George Lundberg has a great post over at The Health Care Blog in which he suggests a number of meaningful changes to how care is delivered—by eliminating waste not medical necessity. Here is a portion of his post:
Currently several House and Senate bills include various proposals to lower costs. But they are tepid at best, in danger of being bought out by special interests at worst.

So, what can we in the USA do RIGHT NOW to begin to cut health care costs?

An alliance of informed patients and physicians can widely apply recently learned comparative effectiveness science to big ticket items, saving vast sums while improving quality of care.

  1. Intensive medical therapy should be substituted for coronary artery bypass grafting (currently around 500,000 procedures annually) for many patients with established coronary artery disease, saving many billions of dollars annually.

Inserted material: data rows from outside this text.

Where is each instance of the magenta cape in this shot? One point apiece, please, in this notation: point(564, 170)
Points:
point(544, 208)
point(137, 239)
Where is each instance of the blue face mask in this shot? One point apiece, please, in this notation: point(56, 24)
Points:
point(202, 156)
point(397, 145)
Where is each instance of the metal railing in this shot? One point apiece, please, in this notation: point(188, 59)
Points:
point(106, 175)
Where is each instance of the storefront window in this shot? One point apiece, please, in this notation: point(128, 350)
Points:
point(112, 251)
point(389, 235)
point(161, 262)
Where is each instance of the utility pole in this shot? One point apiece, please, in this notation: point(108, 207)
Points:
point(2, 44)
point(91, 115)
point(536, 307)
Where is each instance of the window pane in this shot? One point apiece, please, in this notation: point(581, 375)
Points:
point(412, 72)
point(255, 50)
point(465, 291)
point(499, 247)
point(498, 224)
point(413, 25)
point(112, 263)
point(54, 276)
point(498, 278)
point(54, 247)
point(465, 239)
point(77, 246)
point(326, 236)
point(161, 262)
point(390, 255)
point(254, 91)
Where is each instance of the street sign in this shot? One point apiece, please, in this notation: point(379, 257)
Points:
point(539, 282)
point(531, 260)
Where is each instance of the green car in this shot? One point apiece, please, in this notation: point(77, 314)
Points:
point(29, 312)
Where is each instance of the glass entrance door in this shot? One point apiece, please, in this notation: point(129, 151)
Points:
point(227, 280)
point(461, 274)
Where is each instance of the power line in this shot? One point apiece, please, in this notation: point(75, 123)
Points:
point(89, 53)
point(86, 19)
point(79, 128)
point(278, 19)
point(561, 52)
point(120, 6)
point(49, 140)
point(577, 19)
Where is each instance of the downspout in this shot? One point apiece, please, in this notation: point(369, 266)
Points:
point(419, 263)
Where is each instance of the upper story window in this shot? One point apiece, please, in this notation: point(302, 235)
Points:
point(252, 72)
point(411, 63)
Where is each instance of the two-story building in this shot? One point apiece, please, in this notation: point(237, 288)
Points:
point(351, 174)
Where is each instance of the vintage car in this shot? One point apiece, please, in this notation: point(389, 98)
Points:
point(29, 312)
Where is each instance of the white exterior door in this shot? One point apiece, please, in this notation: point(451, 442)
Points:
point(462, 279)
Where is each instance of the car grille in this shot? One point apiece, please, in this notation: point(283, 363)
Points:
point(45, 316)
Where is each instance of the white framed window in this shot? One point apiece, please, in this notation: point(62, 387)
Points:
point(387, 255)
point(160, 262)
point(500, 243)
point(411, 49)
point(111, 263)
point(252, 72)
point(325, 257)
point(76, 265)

  2. The same for invasive angioplasty and stenting (currently around 1,000,000 procedures per year) saving tens of billions of dollars annually.

  3. Most non-indicated PSA screening for prostate cancer should be stopped. Radical surgery as the usual treatment for most prostate cancers should cease since it causes more harm than good. Billions saved here.

  4. Screening mammography in women under 50 who have no clinical indication should be stopped and for those over 50 sharply curtailed, since it now seems to lead to at least as much harm as good. More billions saved.

  5. CAT scans and MRIs are impressive art forms and can be useful clinically. However, their use is unnecessary much of the time to guide correct therapeutic decisions. Such expensive diagnostic tests should not be paid for on a case by case basis but grouped along with other diagnostic tests, by some capitated or packaged method that is use-neutral. More billions saved.

  6. We must stop paying huge sums to clinical oncologists and their institutions for administering chemotherapeutic false hope, along with real suffering from adverse effects, to patients with widespread metastatic cancer. More billions saved.

  7. Death, which comes to us all, should be as dignified and free from pain and suffering as possible. We should stop paying physicians and institutions to prolong dying with false hope, bravado, and intensive therapy which only adds to their profit margin. Such behavior is almost unthinkable and yet is commonplace. More billions saved.
Can you imagine what these people would be saying about George's ideas?